In late March, the Ghanaian government locked down parts of the Greater Accra and Ashanti regions to slow the spread of COVID-19 and deployed security personnel to enforce the restrictions. In announcing the measures, President Nana Akufo-Addo said he was aware that many citizens operate in the informal sector, depend on their daily earnings to survive, and rely on essential services not readily available in their homes or compounds. He asked key stakeholders from the private, informal, and religious sectors to support implementation of the partial lockdown.
Three weeks in, the public’s initial cooperation with lockdown directives, including a ban on public gatherings, began to wane. There were reports of people going to the beach and organizing parties, wedding ceremonies, and traditional rites (Bokpe, 2020; Ghanaweb, 2020a). Traffic began building back up in some parts of Accra (Modern Ghana, 2020a). More than 400 people from 13 of the country’s 16 regions were arrested for flouting the lockdown orders as security personnel intensified efforts to enforce compliance (Dapaah, 2020; Modern Ghana, 2020b). Another worrying trend was community resistance and protests against the siting of isolation centers in some areas (Ghanaweb, 2020b).

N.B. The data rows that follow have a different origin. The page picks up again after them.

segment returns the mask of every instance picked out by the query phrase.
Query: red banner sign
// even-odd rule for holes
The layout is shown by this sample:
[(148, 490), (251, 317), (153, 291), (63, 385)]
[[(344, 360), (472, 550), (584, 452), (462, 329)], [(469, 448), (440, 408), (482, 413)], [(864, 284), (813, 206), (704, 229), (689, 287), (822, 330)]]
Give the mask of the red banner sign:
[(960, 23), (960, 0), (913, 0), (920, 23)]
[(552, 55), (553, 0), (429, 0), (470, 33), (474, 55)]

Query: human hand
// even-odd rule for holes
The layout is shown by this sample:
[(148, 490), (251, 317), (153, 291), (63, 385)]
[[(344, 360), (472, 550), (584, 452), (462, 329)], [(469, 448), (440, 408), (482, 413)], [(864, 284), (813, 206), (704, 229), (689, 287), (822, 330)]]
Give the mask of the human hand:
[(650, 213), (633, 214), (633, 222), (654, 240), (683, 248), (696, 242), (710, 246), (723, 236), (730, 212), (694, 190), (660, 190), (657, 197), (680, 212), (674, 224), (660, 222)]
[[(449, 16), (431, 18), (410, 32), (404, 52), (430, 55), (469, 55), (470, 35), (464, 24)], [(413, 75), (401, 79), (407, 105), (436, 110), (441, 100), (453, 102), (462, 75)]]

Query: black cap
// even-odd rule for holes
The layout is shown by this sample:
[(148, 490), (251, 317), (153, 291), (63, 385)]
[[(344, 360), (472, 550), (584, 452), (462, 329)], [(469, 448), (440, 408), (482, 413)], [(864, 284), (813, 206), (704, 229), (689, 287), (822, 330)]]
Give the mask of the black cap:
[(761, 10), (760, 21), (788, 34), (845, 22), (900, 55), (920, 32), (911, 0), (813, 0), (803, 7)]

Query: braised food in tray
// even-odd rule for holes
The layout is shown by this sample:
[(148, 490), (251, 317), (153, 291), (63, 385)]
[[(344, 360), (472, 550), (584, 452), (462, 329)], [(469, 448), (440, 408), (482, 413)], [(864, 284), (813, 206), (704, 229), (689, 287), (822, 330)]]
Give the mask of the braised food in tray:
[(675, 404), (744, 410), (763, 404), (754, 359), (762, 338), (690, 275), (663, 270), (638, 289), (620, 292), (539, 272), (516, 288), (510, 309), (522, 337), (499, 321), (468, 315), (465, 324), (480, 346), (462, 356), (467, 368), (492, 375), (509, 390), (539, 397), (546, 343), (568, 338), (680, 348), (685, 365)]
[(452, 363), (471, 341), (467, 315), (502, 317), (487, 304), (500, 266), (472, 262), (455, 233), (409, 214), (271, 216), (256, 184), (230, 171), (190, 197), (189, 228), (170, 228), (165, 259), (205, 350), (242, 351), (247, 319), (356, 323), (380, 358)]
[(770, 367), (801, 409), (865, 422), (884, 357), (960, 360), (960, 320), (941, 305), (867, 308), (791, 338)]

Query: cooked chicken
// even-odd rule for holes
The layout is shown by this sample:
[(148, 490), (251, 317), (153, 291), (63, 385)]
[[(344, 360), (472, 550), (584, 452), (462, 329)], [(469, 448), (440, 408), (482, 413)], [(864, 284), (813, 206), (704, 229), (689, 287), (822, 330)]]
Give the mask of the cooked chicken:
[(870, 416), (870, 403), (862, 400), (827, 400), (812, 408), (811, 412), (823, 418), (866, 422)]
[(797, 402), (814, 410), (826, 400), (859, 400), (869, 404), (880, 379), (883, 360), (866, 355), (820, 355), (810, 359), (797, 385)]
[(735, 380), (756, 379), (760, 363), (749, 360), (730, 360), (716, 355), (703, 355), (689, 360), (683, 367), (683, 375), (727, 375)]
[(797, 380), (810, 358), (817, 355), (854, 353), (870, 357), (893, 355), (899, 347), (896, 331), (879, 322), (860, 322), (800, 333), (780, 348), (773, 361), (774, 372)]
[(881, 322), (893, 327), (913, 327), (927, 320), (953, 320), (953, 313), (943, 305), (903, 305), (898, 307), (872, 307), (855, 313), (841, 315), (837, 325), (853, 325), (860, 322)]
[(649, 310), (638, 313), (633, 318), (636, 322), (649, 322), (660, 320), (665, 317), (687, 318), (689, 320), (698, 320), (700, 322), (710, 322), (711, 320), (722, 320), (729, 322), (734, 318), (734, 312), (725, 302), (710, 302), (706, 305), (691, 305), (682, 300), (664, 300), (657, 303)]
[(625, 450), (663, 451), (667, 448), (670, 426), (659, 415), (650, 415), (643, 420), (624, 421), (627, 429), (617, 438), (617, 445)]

With the number of COVID-19 cases in Ghana rising, and the government’s recent decision to lift the partial lockdown, there is an urgent need to scale up the sensitization of Ghanaians on the pandemic and steps – and very real sacrifices – needed to contain the virus. And government may need all the help it can get.
Results of an Afrobarometer survey conducted in late 2019 suggest that religious and traditional leaders could be an important asset in this effort. They enjoy greater popular trust and more contact with citizens than most other leaders. A broader consultation with traditional and religious leaders who have close interaction with the people they lead might be an effective way to court public cooperation in the implementation of anti-COVID-19 measures.